Cars -- and driving fast -- are a long-standing passion in Italy, home to Lamborghini, Maserati, Ducati and Ferrari, as well as the Fiat 500, not so speedy but as Italian as pasta.
But these days, as in many countries, speed cameras are as much a part of the driving experience -- and Fleximan's battle to take them down has touched a nerve.
Police on Thursday arrested a man in his 50s for allegedly destroying two speed cameras near the northern border with Switzerland in November.
But they admit he is not the "Fleximan" who has for months been operating across the north of Italy, from Veneto to Piedmont and Lombardy, vandalising dozens of radars.
Named after the popular "Flex" brand of tools, the saboteur has been caught on camera, hooded and sometimes with an accomplice, cutting down speed cameras with a circular saw.
A police spokesperson told AFP they were working "night and day" to find the culprit.
In the meantime, Fleximan has developed a cult following on social media, hailed by those who see speed cameras as a state-sponsored "racket" to raise funds.
Merchandise depicting the saboteur as a caped crusader is on sale online.
And in Padua, a mural has emerged portraying the activist as the yellow-clad assassin played by Uma Thurman in the Quentin Tarantino movie "Kill Bill", a sword in one hand, a speed camera in the other.
- Robin Hood -
But the families of road traffic victims have condemned the glorification of the saboteur, while critics point out that thousands of people die each year on Italy's roads.

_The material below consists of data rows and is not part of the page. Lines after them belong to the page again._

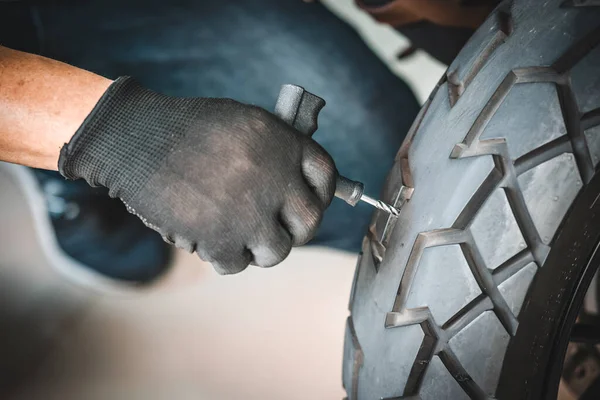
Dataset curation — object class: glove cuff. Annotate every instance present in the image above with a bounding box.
[58,77,201,200]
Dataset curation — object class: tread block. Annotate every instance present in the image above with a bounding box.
[449,311,510,396]
[498,262,537,317]
[446,6,512,106]
[481,83,567,160]
[471,188,525,270]
[406,245,481,324]
[419,356,469,400]
[585,125,600,167]
[518,153,582,244]
[342,317,363,400]
[571,39,600,113]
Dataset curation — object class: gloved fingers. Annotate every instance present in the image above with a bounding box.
[206,249,252,275]
[248,222,292,268]
[280,187,324,246]
[302,140,337,208]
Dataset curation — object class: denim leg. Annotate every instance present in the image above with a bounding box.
[25,0,419,251]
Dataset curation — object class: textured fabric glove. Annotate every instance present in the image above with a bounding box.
[59,77,337,274]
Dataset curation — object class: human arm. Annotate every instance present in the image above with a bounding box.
[0,46,112,170]
[0,45,337,273]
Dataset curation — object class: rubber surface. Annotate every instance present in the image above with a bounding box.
[343,0,600,400]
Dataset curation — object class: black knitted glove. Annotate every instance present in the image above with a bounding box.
[59,78,337,274]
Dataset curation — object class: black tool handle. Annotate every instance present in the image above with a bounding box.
[275,84,364,206]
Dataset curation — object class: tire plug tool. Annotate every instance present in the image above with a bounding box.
[275,85,399,216]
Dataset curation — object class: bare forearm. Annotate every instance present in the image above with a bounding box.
[0,46,112,170]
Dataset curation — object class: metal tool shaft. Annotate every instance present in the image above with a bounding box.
[274,83,399,216]
[360,194,400,217]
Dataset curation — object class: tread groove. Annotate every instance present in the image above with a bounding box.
[345,316,364,400]
[349,0,600,400]
[581,108,600,131]
[446,10,512,107]
[558,83,595,184]
[461,233,519,336]
[492,249,539,286]
[442,294,494,340]
[439,348,489,400]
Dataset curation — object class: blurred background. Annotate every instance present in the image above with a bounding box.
[0,0,445,400]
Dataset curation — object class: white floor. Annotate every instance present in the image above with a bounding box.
[0,0,444,400]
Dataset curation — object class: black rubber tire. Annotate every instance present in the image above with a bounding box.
[343,0,600,400]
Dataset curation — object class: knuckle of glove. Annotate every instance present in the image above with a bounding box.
[282,196,323,246]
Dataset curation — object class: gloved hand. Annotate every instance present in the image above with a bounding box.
[59,77,337,274]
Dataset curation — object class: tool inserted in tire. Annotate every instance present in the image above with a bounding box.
[275,85,399,216]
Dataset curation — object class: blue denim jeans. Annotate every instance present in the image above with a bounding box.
[0,0,419,251]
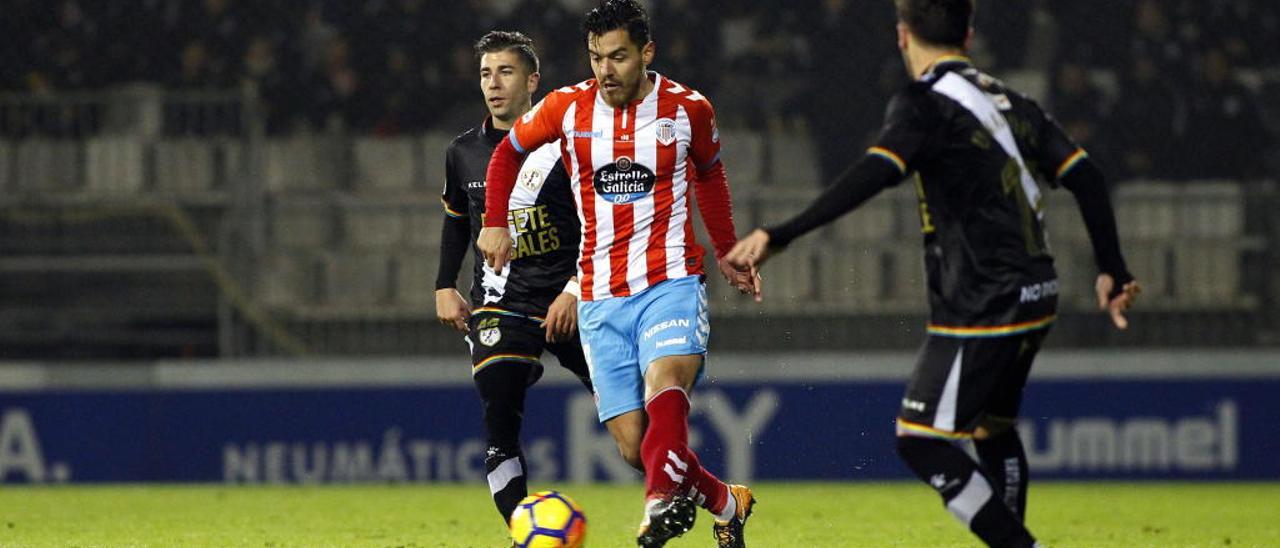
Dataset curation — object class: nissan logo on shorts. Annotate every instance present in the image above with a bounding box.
[593,156,657,204]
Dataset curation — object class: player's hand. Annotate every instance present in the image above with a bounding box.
[435,287,471,334]
[1093,273,1142,329]
[545,293,577,342]
[717,259,760,300]
[724,228,771,302]
[476,227,511,273]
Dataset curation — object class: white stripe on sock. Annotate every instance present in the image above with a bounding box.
[662,462,685,483]
[489,457,525,494]
[667,449,689,472]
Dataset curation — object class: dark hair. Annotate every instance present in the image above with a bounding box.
[476,31,538,74]
[893,0,975,47]
[582,0,649,47]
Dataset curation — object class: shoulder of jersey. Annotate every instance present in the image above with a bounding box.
[658,77,710,106]
[544,78,596,100]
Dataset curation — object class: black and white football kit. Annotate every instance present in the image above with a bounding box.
[765,56,1133,547]
[435,119,591,520]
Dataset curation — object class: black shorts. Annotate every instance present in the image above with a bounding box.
[897,328,1048,439]
[466,312,591,388]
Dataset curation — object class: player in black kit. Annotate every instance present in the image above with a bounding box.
[435,31,591,521]
[727,0,1138,547]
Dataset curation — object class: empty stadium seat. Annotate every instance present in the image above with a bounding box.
[155,138,215,195]
[339,200,404,248]
[84,136,143,197]
[270,200,334,248]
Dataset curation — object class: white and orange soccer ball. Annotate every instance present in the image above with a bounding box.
[511,490,586,548]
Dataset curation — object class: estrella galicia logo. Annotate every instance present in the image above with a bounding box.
[594,156,657,204]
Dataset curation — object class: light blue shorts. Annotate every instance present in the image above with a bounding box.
[577,277,712,423]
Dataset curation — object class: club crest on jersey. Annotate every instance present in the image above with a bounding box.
[658,118,676,146]
[593,156,657,204]
[518,169,547,191]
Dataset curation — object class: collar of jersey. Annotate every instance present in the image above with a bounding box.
[480,115,509,145]
[595,70,662,109]
[924,55,973,79]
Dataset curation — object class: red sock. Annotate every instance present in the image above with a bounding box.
[640,388,728,513]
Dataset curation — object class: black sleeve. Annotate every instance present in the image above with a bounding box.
[1060,156,1133,286]
[764,85,938,247]
[435,147,471,289]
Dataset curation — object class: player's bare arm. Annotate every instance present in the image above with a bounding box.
[1093,273,1142,329]
[547,277,581,342]
[476,227,511,271]
[435,287,471,333]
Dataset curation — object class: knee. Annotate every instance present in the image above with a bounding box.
[973,416,1016,442]
[618,442,644,471]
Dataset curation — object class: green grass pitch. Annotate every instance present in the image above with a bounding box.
[0,483,1280,548]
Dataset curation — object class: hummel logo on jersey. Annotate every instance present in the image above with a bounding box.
[929,474,960,493]
[657,118,676,146]
[662,449,689,483]
[644,319,692,341]
[653,337,689,348]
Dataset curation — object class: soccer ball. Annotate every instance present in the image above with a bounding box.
[511,490,586,548]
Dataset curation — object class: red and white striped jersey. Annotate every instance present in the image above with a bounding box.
[496,73,733,301]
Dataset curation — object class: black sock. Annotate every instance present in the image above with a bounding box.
[973,428,1028,522]
[484,446,529,522]
[897,437,1036,548]
[475,362,531,522]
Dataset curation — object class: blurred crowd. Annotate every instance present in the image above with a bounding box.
[0,0,1280,179]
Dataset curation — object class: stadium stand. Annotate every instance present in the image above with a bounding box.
[0,0,1280,357]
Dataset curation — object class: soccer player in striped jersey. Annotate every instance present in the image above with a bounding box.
[435,31,591,535]
[728,0,1138,547]
[479,0,754,547]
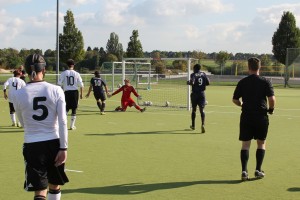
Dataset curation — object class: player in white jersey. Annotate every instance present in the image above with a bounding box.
[58,59,84,130]
[13,54,69,200]
[3,70,26,126]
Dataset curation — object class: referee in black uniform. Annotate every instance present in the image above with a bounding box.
[232,57,275,181]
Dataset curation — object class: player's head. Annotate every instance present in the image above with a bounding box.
[124,78,130,85]
[25,54,46,79]
[194,64,201,73]
[248,57,261,71]
[94,71,100,78]
[13,69,22,77]
[67,59,75,68]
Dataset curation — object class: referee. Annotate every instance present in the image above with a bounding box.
[232,57,275,181]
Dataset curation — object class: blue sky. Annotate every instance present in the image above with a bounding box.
[0,0,300,54]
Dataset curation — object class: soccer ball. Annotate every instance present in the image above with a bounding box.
[166,101,170,107]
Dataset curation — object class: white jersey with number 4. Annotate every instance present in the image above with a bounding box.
[13,81,68,148]
[3,77,26,103]
[58,70,83,91]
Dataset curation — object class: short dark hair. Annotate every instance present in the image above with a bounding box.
[248,57,261,71]
[25,54,46,74]
[194,64,201,72]
[94,71,100,78]
[67,59,75,66]
[13,69,22,77]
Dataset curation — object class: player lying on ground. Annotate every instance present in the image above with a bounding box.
[108,79,146,112]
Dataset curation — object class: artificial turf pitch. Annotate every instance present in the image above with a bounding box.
[0,86,300,200]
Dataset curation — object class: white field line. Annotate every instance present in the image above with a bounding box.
[77,102,300,118]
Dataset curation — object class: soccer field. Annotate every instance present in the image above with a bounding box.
[0,86,300,200]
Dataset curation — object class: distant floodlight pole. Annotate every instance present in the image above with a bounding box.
[56,0,59,84]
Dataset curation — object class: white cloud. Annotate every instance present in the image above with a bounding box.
[153,0,233,16]
[0,0,31,7]
[62,0,97,6]
[257,3,300,26]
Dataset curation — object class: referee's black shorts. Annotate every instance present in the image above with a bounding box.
[191,91,205,108]
[23,139,69,191]
[65,90,79,110]
[239,113,269,141]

Local councillors are torn between those who "refuse to let the criminals win" and those who tacitly seem to support the action.
"I was already unconvinced and I decided not to replace (them)", said Marco Schiesaro, mayor of Cadoneghe in Veneto, of the speed cameras destroyed in his area.

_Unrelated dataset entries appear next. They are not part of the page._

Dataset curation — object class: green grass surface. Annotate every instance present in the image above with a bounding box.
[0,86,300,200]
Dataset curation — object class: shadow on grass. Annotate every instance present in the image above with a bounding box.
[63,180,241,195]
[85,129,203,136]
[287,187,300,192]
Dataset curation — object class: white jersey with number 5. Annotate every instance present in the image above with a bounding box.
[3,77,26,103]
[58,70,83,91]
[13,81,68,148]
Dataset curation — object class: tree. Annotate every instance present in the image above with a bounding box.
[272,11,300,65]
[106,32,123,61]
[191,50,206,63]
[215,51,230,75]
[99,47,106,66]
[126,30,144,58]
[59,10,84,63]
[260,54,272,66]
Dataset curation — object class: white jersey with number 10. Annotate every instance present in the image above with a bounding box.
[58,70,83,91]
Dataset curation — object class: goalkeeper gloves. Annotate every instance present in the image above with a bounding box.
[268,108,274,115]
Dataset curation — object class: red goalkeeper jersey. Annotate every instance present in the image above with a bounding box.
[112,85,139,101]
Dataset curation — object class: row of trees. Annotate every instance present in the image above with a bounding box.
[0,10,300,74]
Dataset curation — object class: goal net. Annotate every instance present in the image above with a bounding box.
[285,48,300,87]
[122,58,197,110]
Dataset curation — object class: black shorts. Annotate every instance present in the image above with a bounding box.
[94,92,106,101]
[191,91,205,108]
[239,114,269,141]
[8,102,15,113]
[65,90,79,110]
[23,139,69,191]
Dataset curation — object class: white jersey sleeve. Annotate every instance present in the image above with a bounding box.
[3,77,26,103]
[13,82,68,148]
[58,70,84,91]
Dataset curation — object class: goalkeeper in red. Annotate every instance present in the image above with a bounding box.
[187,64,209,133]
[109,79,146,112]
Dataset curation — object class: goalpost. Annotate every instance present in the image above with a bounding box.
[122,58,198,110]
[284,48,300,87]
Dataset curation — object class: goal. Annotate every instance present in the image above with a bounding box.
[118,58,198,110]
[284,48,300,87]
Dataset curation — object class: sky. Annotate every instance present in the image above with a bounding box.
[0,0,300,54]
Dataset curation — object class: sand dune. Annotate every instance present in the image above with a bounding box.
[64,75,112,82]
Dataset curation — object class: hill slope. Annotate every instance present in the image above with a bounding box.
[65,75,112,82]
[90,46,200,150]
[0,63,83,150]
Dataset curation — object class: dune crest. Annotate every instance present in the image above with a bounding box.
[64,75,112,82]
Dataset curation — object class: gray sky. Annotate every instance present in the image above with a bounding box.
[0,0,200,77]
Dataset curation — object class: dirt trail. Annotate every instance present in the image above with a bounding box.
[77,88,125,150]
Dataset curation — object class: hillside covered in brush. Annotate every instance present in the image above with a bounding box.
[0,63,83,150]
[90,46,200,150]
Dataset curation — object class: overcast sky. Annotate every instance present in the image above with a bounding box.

Italy's right-wing newspaper Libero, which is close to Prime Minister Giorgia Meloni's hard-right government, has described the sabotage as an act of "resistance" against "bureaucrats and moralists", without explicitly condoning it.
But the best-selling Corriere della Sera, said that while "Robin Hood stole from the rich to give to the poor, Fleximan steals lives".
In 2022, 3,159 people died on Italy's roads, or 53 deaths per one million inhabitants, according to the European Commission -- above the average of 46 across the 27-nation bloc.
Some 15 percent of road accidents are caused by driver distraction, followed by failure to respect traffic lights (13.7 percent) and speed (9.3 percent), according to national statistics agency Istat.
The debate comes after a row broke out between Matteo Salvini, the deputy prime minister and transport minister, and Bologna after the city's left-wing authorities imposed a speed limit of 30 kilometres (48 miles) per hour.
Salvini dismissed the new limit as an "ideological choice" to help residents better hear the birds.
Road safety association Asaps noted in response that a pedestrian struck at 30 kph has between 80 and 90 percent more chances of survival than at 50 kph.